Tichys Einblick
Die Kluft zwischen Denken und Handeln

Vom Vorteil der Dummheit

Die Hamburger Juristin und Autorin Angela Wierig geht von der Feststellung aus, dass der Mensch weder gut noch böse, sondern in erster Linie dumm sei. In Ihrem Werk „Pawlowsche Idioten“ untersucht sie Wesen, Vorteil und Nachteil der Dummheit und skizziert deren Herrschaft

Gottfried Benn konstatierte 1956 »dumm sein und Arbeit haben, das ist das Glück«. Im selben Jahr schrieb er aber auch: »Am Anfang war das Wort und nicht das Geschwätz, und am Ende wird nicht die Propaganda sein, sondern wieder das Wort.« Ich stelle fest: Benn war nicht glücklich, obwohl er Arbeit hatte (jedenfalls die meiste Zeit seines Lebens).

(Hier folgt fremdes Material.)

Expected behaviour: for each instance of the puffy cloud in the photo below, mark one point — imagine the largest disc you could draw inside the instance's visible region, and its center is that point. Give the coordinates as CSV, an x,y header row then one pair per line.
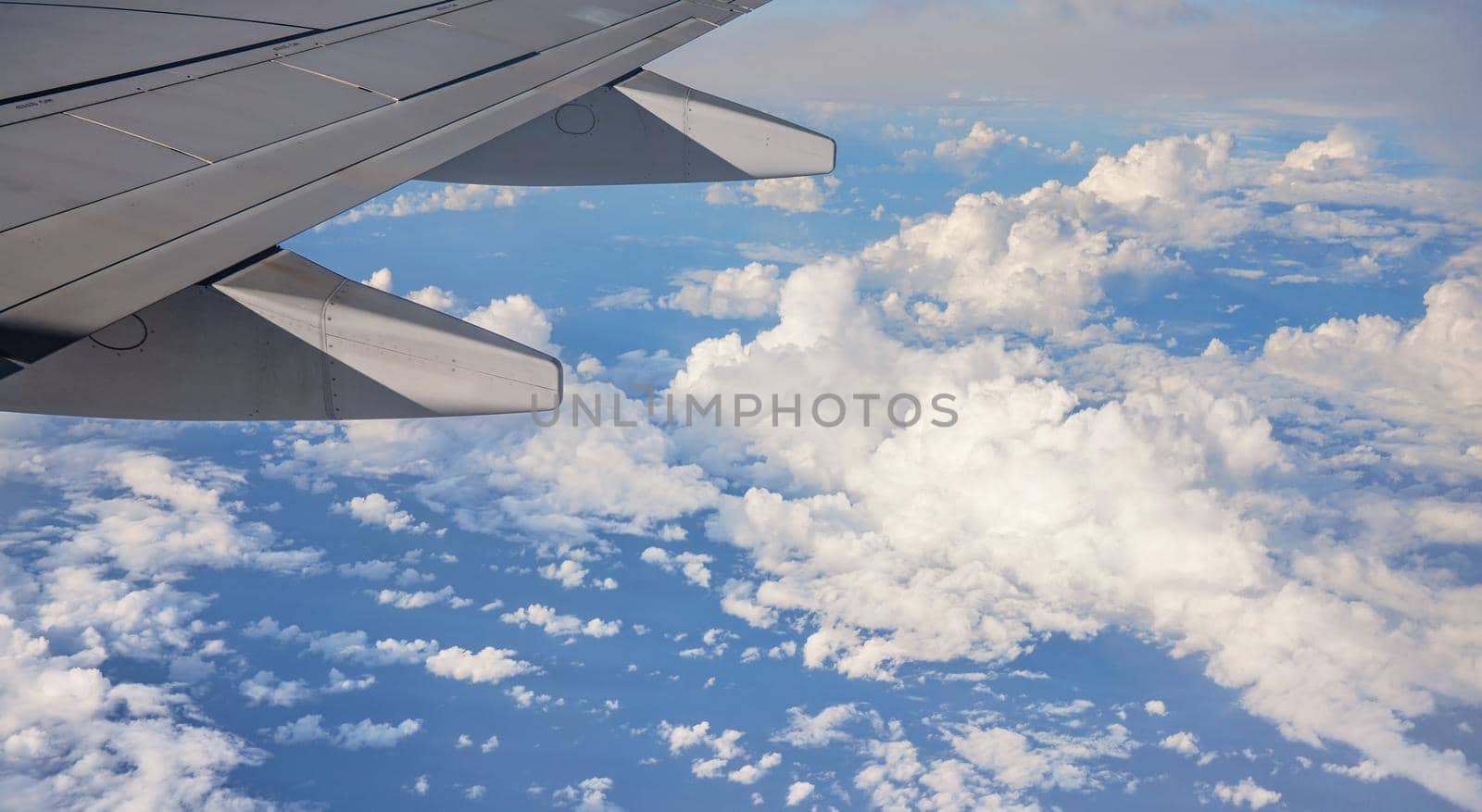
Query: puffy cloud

Außerdem hatte er drei unglückliche Ehen, mehrere Liaisons (wie glücklich die waren, kann ich nicht beurteilen), eine Depression und ein NS-Regime zu bewältigen. Das gibt einem viel zu denken. Und Denken schmerzt. Kein Wunder, dass gleichsam neidisch auf jene geschielt wird, die sich diesem Schmerz entziehen können.

Völlig schmerzfrei kann die fremdgenerierte Überzeugung gelebt werden. Jene Überzeugung, die in maßloser Übergriffigkeit »Wahrheit« genannt, von Kanzeln verkündet, von Presseorganen verbreitet und nötigenfalls mit Gewalt durchgesetzt wird. In Deutschland, wo ich zurzeit gerade lebe, ist die Gewaltanwendung zur Durchsetzung des wahrheitsgetreuen Denkens noch in der Aufbauphase. Global betrachtet ist das Bild ein anderes.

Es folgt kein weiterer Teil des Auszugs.